# lol 2 for 1



## Al-Losaurus (Jul 21, 2009)

seen this at a movie site i go to lol imagine that 2 for 1 










this link was also on the thread probably a good read for fishermen i only checked it out really quick but i definitely liked the part with the hot chicks catching big fish 
https://www.facebook.com/FishingReports


----------



## matti2uude (Jan 10, 2009)

I've done that before with 2 rock bass.


----------



## Al-Losaurus (Jul 21, 2009)

Did you play the lottery that day? lol i would have haha


----------



## Jackson (Jan 30, 2009)

Seen a guy shoot two duck with one shot it was very surprising. The dog didn't know wtf to do lol


----------



## df001 (Nov 13, 2007)

Great uncle in nfld shot his bull moose, the bullet went through and hit the cow that he couldnt see on the other side, the conservation officer said its pretty common, happens a few times each season.


----------



## Kooka (Feb 8, 2011)

LoL, I once caught a small pike on a spoon, and while reeling it in a larger pike latched onto the smaller one.
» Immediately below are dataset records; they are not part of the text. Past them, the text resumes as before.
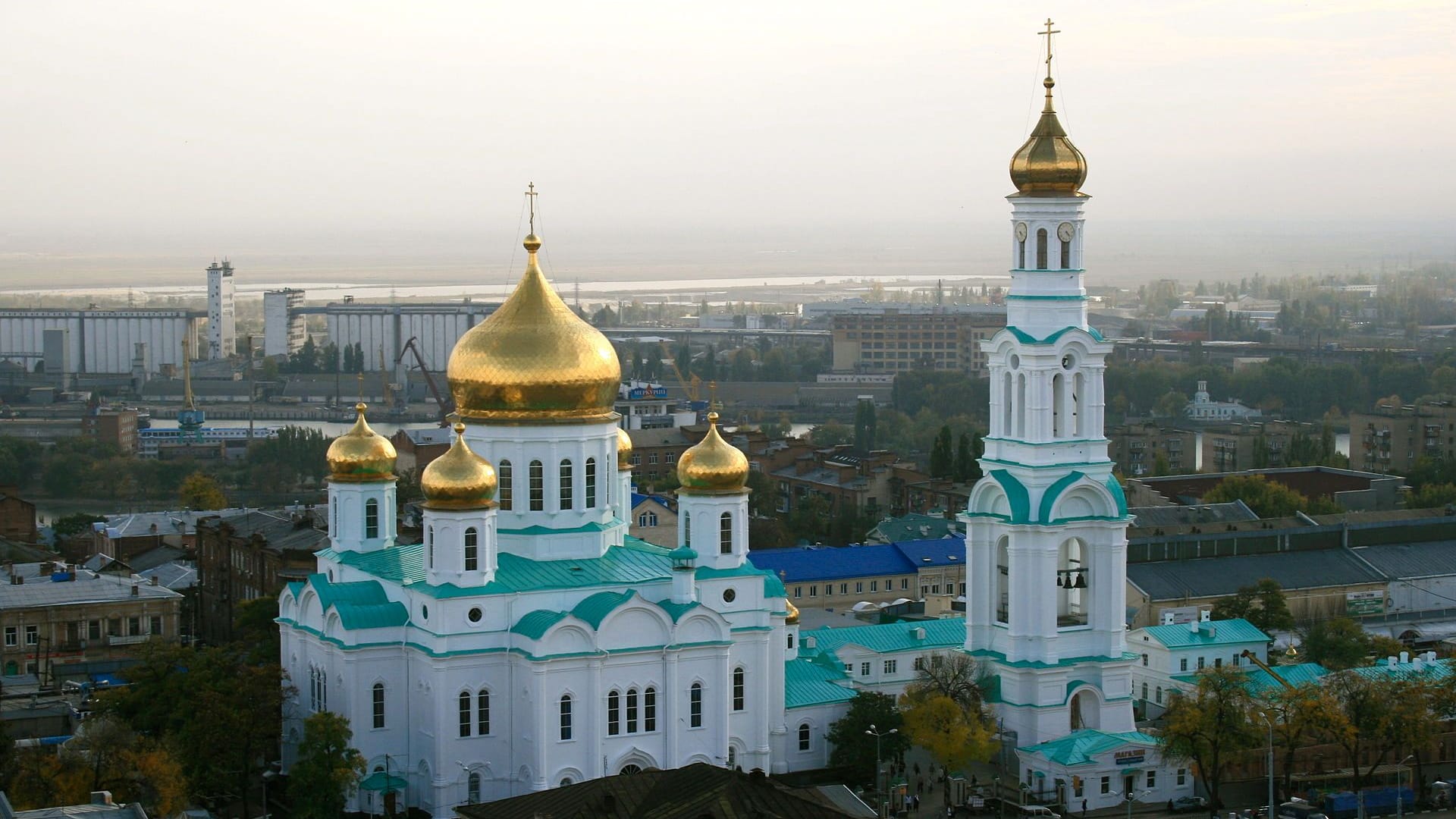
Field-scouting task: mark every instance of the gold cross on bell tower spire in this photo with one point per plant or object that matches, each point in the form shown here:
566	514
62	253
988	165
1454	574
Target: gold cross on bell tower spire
530	199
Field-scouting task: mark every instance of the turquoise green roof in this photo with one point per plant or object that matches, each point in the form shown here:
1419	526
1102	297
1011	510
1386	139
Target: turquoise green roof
598	607
1079	748
676	611
1212	632
813	684
372	615
538	623
1017	496
892	635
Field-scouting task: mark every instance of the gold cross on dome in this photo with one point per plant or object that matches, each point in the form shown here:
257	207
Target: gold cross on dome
1047	34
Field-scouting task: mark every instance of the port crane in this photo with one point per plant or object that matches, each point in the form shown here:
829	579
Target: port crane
443	401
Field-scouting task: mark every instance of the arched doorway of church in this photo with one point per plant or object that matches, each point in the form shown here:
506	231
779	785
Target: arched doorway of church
1087	710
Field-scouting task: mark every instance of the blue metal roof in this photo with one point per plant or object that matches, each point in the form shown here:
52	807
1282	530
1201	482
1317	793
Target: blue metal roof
833	563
Brought a whole new meaning to the term "double header".


----------



## 50seven (Feb 14, 2010)

df001 said:


> Great uncle in nfld shot his bull moose, the bullet went through and hit the cow that he couldnt see on the other side, the conservation officer said its pretty common, happens a few times each season.


Wow, at least the warden was good about it; I hear that they can be pretty hard sometimes. 

Reminds me of a story my hunting instructor told us that when he went duck hunting one day, him and his partner both bagged their limit without firing a single shot: There were other hunters in the area emptying out their massive stockpile of ammo. My instructor's dog went out and fetched everybody else's birds and brought them back to his master


----------